Ich überlege nicht lange:
"Verwenden Sie denn den mitgelieferten Staubschutz?"
"Äh... nein?"
"Sagen Sie bloss, Ihre Maus kam ohne Staubschutz. So eine durchsichtige Plastikhülle, nein?"
"Ähm... ja, doch. Aber..."
"WAS - ABER!"
"Ich dachte, das sei nur die Verpackung...", flüstert sie eingeschüchtert.
"Die Verpackung!" stöhne ich. "Jetzt machen Sie sich mal aber auf die Socken und finden Sie schleunigst den Staubschutz für Ihre Maus! Ist ja kein Wunder, wenn die arme Maus nicht mehr funktioniert!"
Sie verspricht hastig, dass sie sich sofort darum kümmern werde und legt auf.
Schade, dass ich nicht sehen kann, wie sie versucht, mit einer verpackten Maus zurechtzukommen...

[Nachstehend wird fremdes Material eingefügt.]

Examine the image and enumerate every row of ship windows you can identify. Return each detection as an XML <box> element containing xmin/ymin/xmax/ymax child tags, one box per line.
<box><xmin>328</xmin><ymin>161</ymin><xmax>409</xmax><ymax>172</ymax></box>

Der nächste Anrufer hält sich nicht lange mit unnötigen Vorreden auf: "Mein PC faxt nicht!"
"Aha", sage ich, vorsichtig geworden, "Sie haben nicht zufällig das Dokument zusammengefaltet und in den Schlitten des CDROMs gefüttert?"
"Was? Wie? Ich habe doch gar kein CDROM. Ich sagte, mein PC faxt einfach nicht. Ich verwende die mit dem Moden gelieferte Fax- Software..."
Ich bitte den erregten Anrufer kurz zu beschreiben, was er im Einzelnen macht.
"Ich erstelle ganz normal ein Dokument. Dann gehe ich in die Fax- Software, wähle 'Senden' aus und gebe die Faxnummer ein. Dann hört man ihn wählen und ein hohes Pfeifen, aber beim Empfänger kommt immer nur ein leeres Blatt an..."
"Hmm, klingt ganz normal. Haben Sie es denn schon mit verschiedenen Faxnummern versucht?"
Er bestätigt entrüstet, dass er es jetzt schon fünfmal mit drei verschiedenen Nummern versucht habe.
"Und ausserdem wird das auch allmählich ganz schön anstrengend", fügt er mit beleidigter Stimme hinzu.
"Anstrengend?" frage ich überrascht.
"Naja, immer so lange das Dokument gegen den Schirm halten, meine ich. Man will ja nicht, dass es verwackelt, oder?"
Das ist zuviel! Ich lege auf - und gehe nach Hause!